Q: What is the role of the pharmacist in inpatient diabetes care?

Michelle Condren, PharmD, AE-C, BCPPS, CDCES, FPPA: And again, that's going to depend on the institution and kind of how well supported they are by certified diabetes educators, endocrinologists, and all that. But me as a pharmacist, I feel like we can play an integral role starting with when they first come in, making sure we know what kind of insulin they're putting in their pump, and also making sure those doses are correct. S,o it's almost like doing a different kind of metric. Someone needs to look at that pump and actually write down what the settings are. And so being trained to be able to do that, because the accuracy of everything you do after that depends on that. And so, I think pharmacists, like that's almost part of a metric to get those insulin doses correct.

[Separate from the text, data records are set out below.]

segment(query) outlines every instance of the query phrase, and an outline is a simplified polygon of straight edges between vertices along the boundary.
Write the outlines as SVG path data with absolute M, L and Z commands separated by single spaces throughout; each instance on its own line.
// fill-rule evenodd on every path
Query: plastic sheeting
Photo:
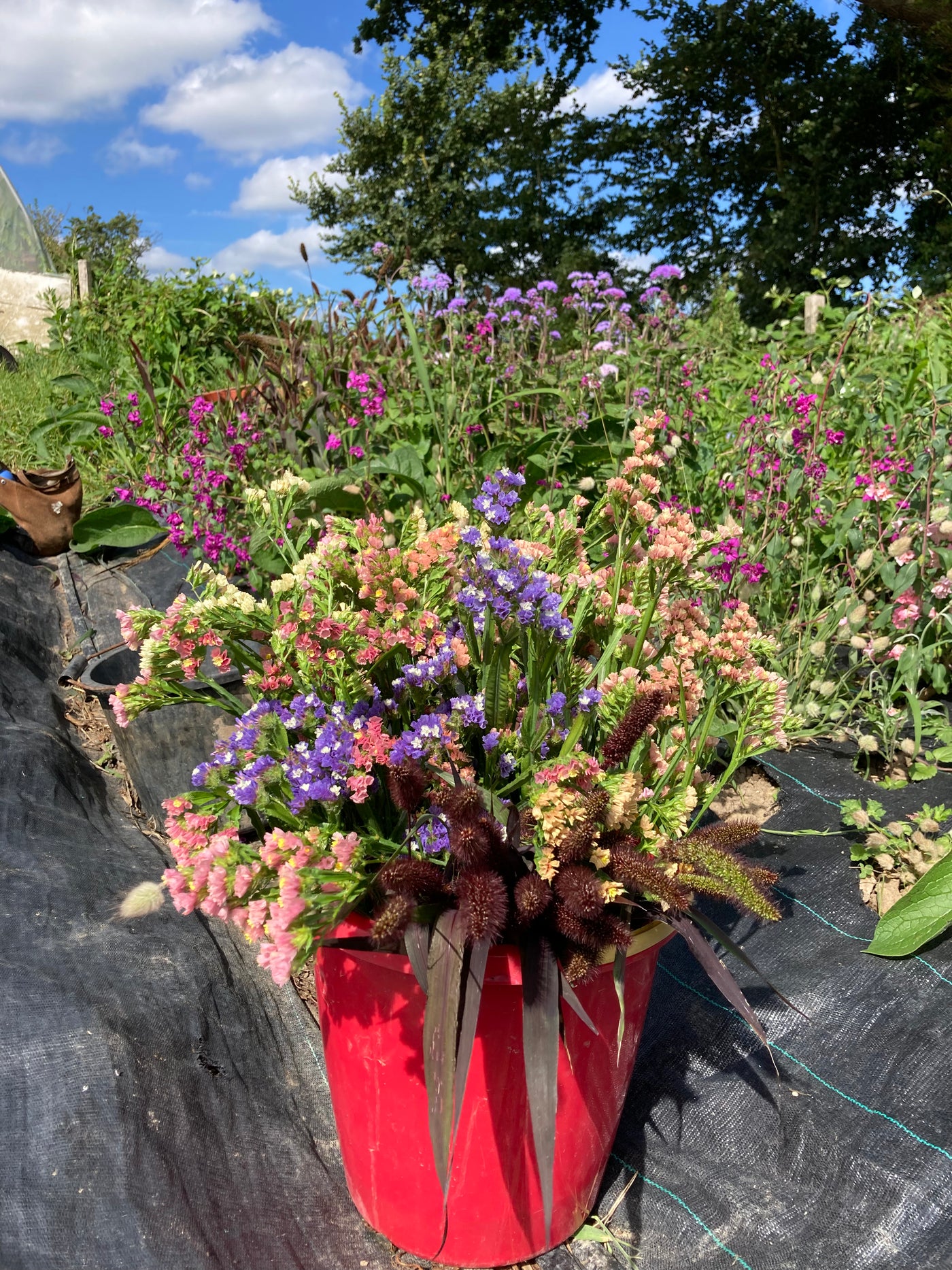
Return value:
M 388 1266 L 347 1194 L 320 1035 L 293 991 L 221 923 L 116 921 L 162 862 L 63 720 L 55 579 L 0 552 L 0 1265 Z M 894 814 L 952 801 L 947 781 L 883 792 L 824 751 L 768 763 L 770 829 L 836 828 L 844 796 Z M 869 958 L 845 839 L 762 841 L 786 921 L 710 911 L 810 1021 L 734 963 L 777 1077 L 669 945 L 600 1209 L 635 1177 L 612 1228 L 641 1270 L 944 1270 L 952 945 Z M 617 1264 L 593 1243 L 539 1259 L 579 1262 Z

And I think that pharmacists can definitely be in a key role to be looking at trends in blood sugars over and over. And if something's not going well to be able to help the team, determine the best solution to that. And then again, just making sure people are changing their sites when they need to for their pumps, because that insulin won't be good for very long. They're wearing it right next to their body, it's hot. And so, making sure that they recognize that they're going to need new insulin every 3 days.

Q: Do you have any closing thoughts?

Michelle Condren, PharmD, AE-C, BCPPS, CDCES, FPPA: I think the biggest thing is that diabetes technology is changing month by month, and all of that, all of those changes have made diabetes management safer, more effective, and are improving quality of life for these patients. And so, our challenge as health care providers and facilities is to keep up with that. And I think we're going to have to figure out a way to make sure our people and our infrastructure is set up in such a way that people can continue doing what is in the majority of scenarios going to be better for them in the long run.